My feet have just taken me home from Vortex99 in Laguna Niguel, Calif., where we discussed convergence of the Internet, telephone, and television networking industries (see www.vortex99.com). Vortex talks are off the record, so I'll summarize without naming names.

Clearly, the next big step in network convergence is residential always-on broadband Internet access.

There is confusion about the word "broadband." Some include ISDN's 128Kbps. I define it faster than 1Mbps.

There is a question of which will have more impact, the speed of broadband or its being always on.

The CEO of a major telco told Vortex that his company intends to provide the Internet's first mile, last mile, and every mile in between. His new low price for DSL is $30 per month, not counting associated telephone and Internet services. In the last year, his company has deployed half of DSL's current installed base, estimated to be 70,000.

The CEO of a chip supplier to CTM- and DSL-equipment providers says the technologies are equally promising, but CTM standards are further along. Modems that conform to the Data Over Cable Services Interface Specification are already shipping.

The CEO of a major Internet switching-equipment company says last-quarter orders for CTM and DSL equipment jumped 60 percent.

The CTO of a major Internet service provider says CTM deployment is accelerating and has just passed 1 million. That means CTMs are ahead by about a 10-to-1 ratio over DSLs.
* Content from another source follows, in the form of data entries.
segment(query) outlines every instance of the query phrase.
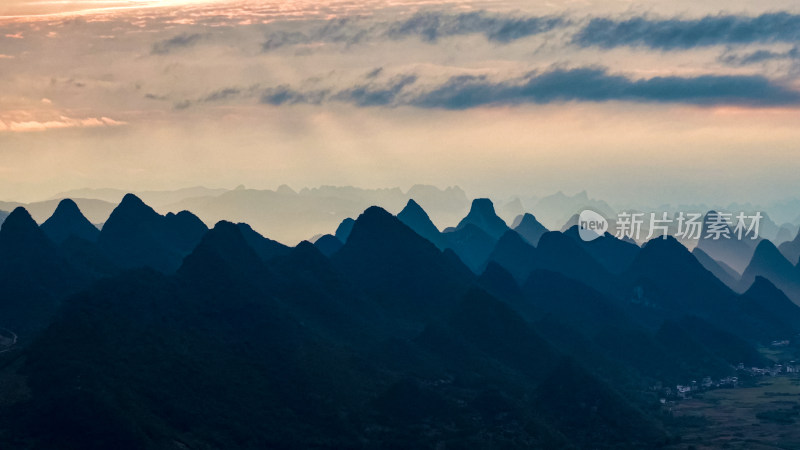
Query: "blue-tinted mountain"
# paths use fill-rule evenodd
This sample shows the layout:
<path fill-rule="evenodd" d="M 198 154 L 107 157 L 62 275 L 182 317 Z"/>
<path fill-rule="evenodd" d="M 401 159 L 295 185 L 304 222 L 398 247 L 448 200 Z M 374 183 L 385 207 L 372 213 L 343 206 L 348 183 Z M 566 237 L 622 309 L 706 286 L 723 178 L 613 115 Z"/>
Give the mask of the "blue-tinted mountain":
<path fill-rule="evenodd" d="M 762 276 L 756 276 L 750 288 L 742 295 L 742 302 L 746 304 L 747 311 L 765 311 L 771 317 L 781 320 L 784 327 L 784 337 L 792 332 L 800 331 L 800 306 L 797 306 L 786 294 L 778 289 L 772 282 Z M 776 335 L 781 337 L 780 335 Z"/>
<path fill-rule="evenodd" d="M 0 326 L 27 337 L 86 281 L 28 211 L 18 207 L 9 214 L 0 227 Z"/>
<path fill-rule="evenodd" d="M 97 243 L 120 267 L 172 272 L 206 231 L 205 224 L 188 211 L 162 216 L 128 194 L 103 225 Z"/>
<path fill-rule="evenodd" d="M 797 233 L 793 240 L 782 243 L 778 248 L 790 263 L 800 264 L 800 233 Z"/>
<path fill-rule="evenodd" d="M 542 266 L 536 247 L 513 230 L 500 237 L 487 261 L 503 267 L 519 284 L 524 283 L 532 271 Z"/>
<path fill-rule="evenodd" d="M 459 229 L 448 229 L 442 233 L 444 246 L 451 249 L 474 273 L 481 273 L 486 258 L 497 240 L 473 224 Z"/>
<path fill-rule="evenodd" d="M 591 241 L 584 241 L 580 237 L 577 225 L 569 228 L 564 234 L 575 240 L 607 271 L 614 274 L 627 270 L 641 250 L 638 245 L 630 240 L 617 239 L 608 232 Z"/>
<path fill-rule="evenodd" d="M 56 244 L 61 244 L 70 236 L 95 242 L 100 234 L 100 230 L 81 214 L 78 205 L 70 199 L 58 203 L 55 212 L 42 224 L 41 229 Z"/>
<path fill-rule="evenodd" d="M 513 228 L 514 231 L 519 233 L 520 236 L 522 236 L 534 247 L 539 244 L 539 239 L 541 239 L 542 235 L 549 231 L 544 225 L 536 220 L 536 217 L 534 217 L 533 214 L 529 213 L 517 216 L 517 218 L 514 219 L 514 224 L 511 225 L 511 228 Z"/>
<path fill-rule="evenodd" d="M 522 308 L 524 304 L 522 289 L 514 276 L 494 261 L 486 265 L 486 270 L 478 277 L 475 284 L 495 298 L 511 304 L 515 309 Z"/>
<path fill-rule="evenodd" d="M 508 225 L 497 216 L 494 211 L 494 205 L 488 198 L 476 198 L 473 200 L 469 214 L 461 219 L 461 222 L 456 226 L 456 230 L 460 230 L 467 225 L 474 225 L 480 228 L 494 239 L 499 239 L 503 233 L 508 231 Z"/>
<path fill-rule="evenodd" d="M 719 239 L 714 239 L 716 234 L 709 234 L 708 227 L 714 220 L 715 211 L 709 211 L 703 217 L 703 227 L 702 232 L 700 234 L 700 240 L 697 243 L 697 248 L 703 250 L 708 256 L 714 258 L 717 261 L 724 262 L 728 266 L 730 266 L 733 270 L 737 271 L 738 273 L 743 273 L 744 270 L 747 268 L 747 265 L 750 263 L 750 258 L 753 257 L 753 251 L 755 250 L 755 246 L 757 241 L 753 241 L 749 237 L 744 237 L 740 240 L 738 236 L 734 234 L 734 228 L 732 226 L 726 226 L 727 228 L 727 236 L 720 235 Z M 733 222 L 735 218 L 731 219 Z"/>
<path fill-rule="evenodd" d="M 697 258 L 697 261 L 700 262 L 703 267 L 714 274 L 714 276 L 720 281 L 725 283 L 726 286 L 734 290 L 739 289 L 739 278 L 741 275 L 736 273 L 735 270 L 731 269 L 730 266 L 708 256 L 708 254 L 699 247 L 695 247 L 694 250 L 692 250 L 692 255 Z"/>
<path fill-rule="evenodd" d="M 239 227 L 239 231 L 242 233 L 242 237 L 244 237 L 247 245 L 252 247 L 262 260 L 269 261 L 272 258 L 289 253 L 289 247 L 262 236 L 260 233 L 253 230 L 250 225 L 239 223 L 236 226 Z"/>
<path fill-rule="evenodd" d="M 574 240 L 557 231 L 545 233 L 539 246 L 534 247 L 509 230 L 497 242 L 488 261 L 500 264 L 520 284 L 525 283 L 534 270 L 546 269 L 602 292 L 610 293 L 615 289 L 610 273 Z"/>
<path fill-rule="evenodd" d="M 753 259 L 742 274 L 740 290 L 747 290 L 757 276 L 768 279 L 786 296 L 800 304 L 800 269 L 784 258 L 778 248 L 766 239 L 758 243 Z"/>
<path fill-rule="evenodd" d="M 118 209 L 109 236 L 153 260 L 91 286 L 63 280 L 103 265 L 73 263 L 105 256 L 103 233 L 58 246 L 24 210 L 0 228 L 4 293 L 70 295 L 0 367 L 26 380 L 0 402 L 0 447 L 658 448 L 675 441 L 650 386 L 769 364 L 757 344 L 800 332 L 800 308 L 765 278 L 737 295 L 672 238 L 442 233 L 492 243 L 476 276 L 377 207 L 331 257 L 226 221 L 190 237 L 193 216 L 135 199 Z M 187 247 L 177 270 L 147 267 Z"/>
<path fill-rule="evenodd" d="M 440 249 L 445 247 L 441 232 L 428 217 L 428 213 L 413 199 L 410 199 L 405 208 L 397 214 L 397 218 Z"/>
<path fill-rule="evenodd" d="M 353 231 L 353 225 L 355 223 L 356 221 L 350 217 L 344 219 L 336 228 L 336 233 L 334 233 L 334 236 L 336 236 L 336 238 L 343 243 L 347 242 L 347 238 L 350 237 L 350 232 Z"/>
<path fill-rule="evenodd" d="M 413 318 L 441 311 L 473 275 L 379 207 L 364 211 L 334 265 L 376 302 Z"/>
<path fill-rule="evenodd" d="M 342 241 L 332 234 L 323 235 L 314 241 L 314 246 L 317 247 L 317 249 L 319 249 L 319 251 L 327 257 L 330 257 L 334 253 L 338 252 L 343 245 L 344 244 L 342 244 Z"/>
<path fill-rule="evenodd" d="M 641 320 L 697 316 L 749 342 L 767 342 L 789 331 L 780 318 L 758 305 L 743 310 L 741 297 L 706 270 L 672 237 L 653 239 L 642 248 L 625 278 L 627 305 Z M 755 313 L 752 308 L 759 309 Z"/>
To name a name, Leo Hindery, president of AT&T Broadband and Internet Services, spoke at Vortex and again that day on the record for The Wall Street Journal. He said AT&T -- now merged with TCI, which owns much of @Home, which just bought Excite -- will not bundle content with its Internet services. AT&T is furiously investing billions in CTMs, backbones, caching, and navigation software to provide advanced Internet, telephone, and television services.

The chairman of a federal commission with jurisdiction told Vortex that he will not stop AT&T from deploying CTMs for Internet access or insist that AT&T let other ISPs resell its CTM services.

So, with AT&T leading, it's full speed ahead for CTMs.

My conclusion from Vortex99 is that DSLs are being deployed more slowly than CTMs. Why? Because local telephone companies are more secure in their monopolies than cable companies and have overpriced data revenues they'd prefer not to cannibalize.

Even when telopolies deploy broadband, they find their core competencies are not transmission and switching, or billing and support, but lobbying and litigation.

Many readers report they can get DSLs only in locales where CTMs are deployed. DSLs are going mostly to business users at speeds I wouldn't call broadband and at prices much higher than $50 per month -- so that T1 services can stay expensive.

With CTMs ahead of DSLs by about a 10-1 ratio, we'll be hearing a lot more about DSL from telopolies. If only they'd invest less energy in capturing regulators, lobbying legislatures, and clogging courts than in re-engineering their central offices for always-on broadband Internet access.